In  UNIX & Linux, there is a superuser account named root. This is equivalent of Administrator in Windows. The superuser  has privileges to do anything and everything, and thus  using this superuser status to do daily can be dangerous. As root you could type a command incorrectly and destroy the system e.g rm -f  * .  Because of this reason it is better to do day to day work, as a normal user with limited privileges and use a special command sudo to run the task which require superuser privileges.

While installing Ubuntu, the installation program doesn't ask for the root account and by default the root account password is locked. Due to this reason you can not login as root directly or use the substitute user su command. However it is possible to run the tasks that require superuser privileges with sudo command as the the root account still exists physically. This allows normal user to run the certain tasks that require root privileges without knowing the root password. Sudo commands also needs a password which is your normal user account password and not the root password.

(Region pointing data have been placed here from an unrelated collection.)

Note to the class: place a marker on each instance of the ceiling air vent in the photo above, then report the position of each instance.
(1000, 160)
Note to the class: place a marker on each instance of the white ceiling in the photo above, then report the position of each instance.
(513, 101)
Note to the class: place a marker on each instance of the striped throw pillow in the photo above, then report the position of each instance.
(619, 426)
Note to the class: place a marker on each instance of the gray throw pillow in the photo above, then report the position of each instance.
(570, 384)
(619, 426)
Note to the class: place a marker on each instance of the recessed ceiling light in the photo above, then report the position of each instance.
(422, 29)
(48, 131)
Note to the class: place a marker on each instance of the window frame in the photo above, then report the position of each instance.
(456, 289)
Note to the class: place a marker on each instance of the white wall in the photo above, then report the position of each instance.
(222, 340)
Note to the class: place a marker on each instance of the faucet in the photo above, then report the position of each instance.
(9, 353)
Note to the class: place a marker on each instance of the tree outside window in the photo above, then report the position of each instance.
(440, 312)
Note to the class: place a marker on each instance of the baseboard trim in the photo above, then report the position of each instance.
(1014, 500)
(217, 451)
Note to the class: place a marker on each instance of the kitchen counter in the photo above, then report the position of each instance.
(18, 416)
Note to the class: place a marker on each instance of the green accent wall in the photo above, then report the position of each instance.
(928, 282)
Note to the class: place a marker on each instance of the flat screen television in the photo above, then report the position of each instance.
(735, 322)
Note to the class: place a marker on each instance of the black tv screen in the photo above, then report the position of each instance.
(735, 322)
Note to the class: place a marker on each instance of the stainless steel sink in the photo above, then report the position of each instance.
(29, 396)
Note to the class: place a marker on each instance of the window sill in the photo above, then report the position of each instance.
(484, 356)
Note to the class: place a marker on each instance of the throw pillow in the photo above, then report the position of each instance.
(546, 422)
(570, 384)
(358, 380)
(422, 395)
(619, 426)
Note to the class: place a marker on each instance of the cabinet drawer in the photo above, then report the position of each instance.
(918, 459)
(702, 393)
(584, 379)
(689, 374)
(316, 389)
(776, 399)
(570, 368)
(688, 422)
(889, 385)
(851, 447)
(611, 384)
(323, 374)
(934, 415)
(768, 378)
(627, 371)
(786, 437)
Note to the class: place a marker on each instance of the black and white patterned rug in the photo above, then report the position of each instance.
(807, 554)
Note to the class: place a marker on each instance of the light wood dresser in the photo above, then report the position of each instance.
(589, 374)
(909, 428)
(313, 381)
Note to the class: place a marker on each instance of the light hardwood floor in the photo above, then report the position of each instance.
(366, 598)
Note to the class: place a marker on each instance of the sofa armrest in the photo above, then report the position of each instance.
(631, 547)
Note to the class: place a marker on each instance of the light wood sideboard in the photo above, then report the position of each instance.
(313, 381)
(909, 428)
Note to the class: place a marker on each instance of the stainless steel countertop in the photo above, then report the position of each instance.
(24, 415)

But some  system administrators  feel  that they should always have a proper access to the super user account. They feel uncomfortable if they do not have proper access to the root account.

You can enable the root account password by using sudo. All one needs to do is to log on to Ubuntu as normal user and give the following command,

sudo passwd

At first you will be asked for your normal user password and then the new password for the root account. After typing the new root account password your root account password gets activated. Now with this new root account password you can directly log on to Ubuntu as a root user and become a superuser.